The Guardian view on Labour and the tax gap: a £5bn question for a coterie of insiders

Sir Kier Starmer and Dame Margaret Hodge on 15 February 2023.
Kier Starmer and Margaret Hodge. ‘As chair of the public accounts committee after the banking crash, Dame Margaret battled tax avoidance.’ Photograph: Stefan Rousseau/PA

In February 2016, the Labour MP Dame Margaret Hodge went on the warpath. She tweeted: “I hear Edward Troup to head HMRC … Good news for big biz. Bad news for ordinary taxpayers.” Repeating her criticism to this paper, she described Sir Edward Troup as “a rather anonymous-looking person, but incredibly powerful”. This week, the Labour party created a new panel of experts to help it crack down on tax avoidance. Of its four members, two will be Sir Edward … and Dame Margaret.
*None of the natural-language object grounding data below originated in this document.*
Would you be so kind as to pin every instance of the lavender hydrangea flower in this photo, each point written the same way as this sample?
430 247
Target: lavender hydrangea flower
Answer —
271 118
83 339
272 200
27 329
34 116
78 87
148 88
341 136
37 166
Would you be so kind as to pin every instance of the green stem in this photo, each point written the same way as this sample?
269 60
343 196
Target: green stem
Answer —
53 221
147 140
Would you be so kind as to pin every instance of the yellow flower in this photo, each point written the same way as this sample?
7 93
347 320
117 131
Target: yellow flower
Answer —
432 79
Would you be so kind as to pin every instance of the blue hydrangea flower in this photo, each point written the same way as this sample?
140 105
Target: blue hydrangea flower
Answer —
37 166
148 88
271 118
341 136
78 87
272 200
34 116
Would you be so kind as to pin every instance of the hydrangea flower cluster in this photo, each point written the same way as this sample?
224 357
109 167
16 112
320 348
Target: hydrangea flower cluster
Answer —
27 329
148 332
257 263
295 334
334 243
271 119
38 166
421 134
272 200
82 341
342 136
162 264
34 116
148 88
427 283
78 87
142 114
To use a 2016-era term: awks.

This is no mere clash of personalities. It cuts to the core of where Labour stands on tax. In a distinguished career, Sir Edward has been a corporate lawyer in the City, an adviser to the Treasury and a commentator on tax affairs. In that last role, he wrote in the Financial Times in 1999 that “taxation is legalised extortion”. In 2004, he told MPs on the Treasury select committee: “I would not like to support anything which is perceived as tax avoidance, but you have got to remember that this is money left in the economy and this is not necessarily a bad thing for the economy.”

As chair of the public accounts committee after the banking crash, Dame Margaret battled tax avoidance. She took Sir Edward to task over his positions and clashed with another member of Labour’s tax panel, Bill Dodwell, declaring that his then-employer, Deloitte, benefited unfairly from its links to the Treasury. Now all three will work together, drawing up policies to claw back as much as £5bn in missing tax revenues.

A welcome burst of pluralism? Hardly. That would have meant drafting in experts on small businesses (which account for most tax avoidance), and others from outside the tax industry. There are plenty of academics, trade unionists and independent investigators who would have merited inclusion.

In December, Labour established a review of financial services to “boost economic growth and make working people better off”, yet among its 10 appointees, there was not one from a consumer rights group or from an organisation representing working people. There were, however, senior figures from Barclays, Prudential and Legal & General. Sir Keir Starmer makes no secret of his admiration for Tony Blair, yet New Labour’s early enthusiasm for stakeholder capitalism led it to pull together a wider range of perspectives.

For now, this need not bother Sir Keir’s advisers. Just weeks after Jeremy Hunt stole their proposals on taxing non-doms and splurged the cash for more tax cuts, they now have an answer to any troublesome Tory who asks how Labour will pay for those breakfast clubs and extra NHS appointments. But it is not much of a figleaf, nor in this harsh economic climate will it stay in place for long. By setting its face against taxes on wealth or extra borrowing, the Labour leadership has boxed itself into an exceedingly and unnecessarily tight corner.

Taxes on share dividends and capital gains are far lower than the rates paid on income from work or pensions: they should be equalised. As tax experts argued in a 2016 paper for Labour, large corporations should be compelled to publish their tax returns and HMRC needs substantially more money. Until basic things like these are done, the tax system will remain, in the words of one of its longest-serving MPs, “Good news for big biz. Bad news for ordinary taxpayers.”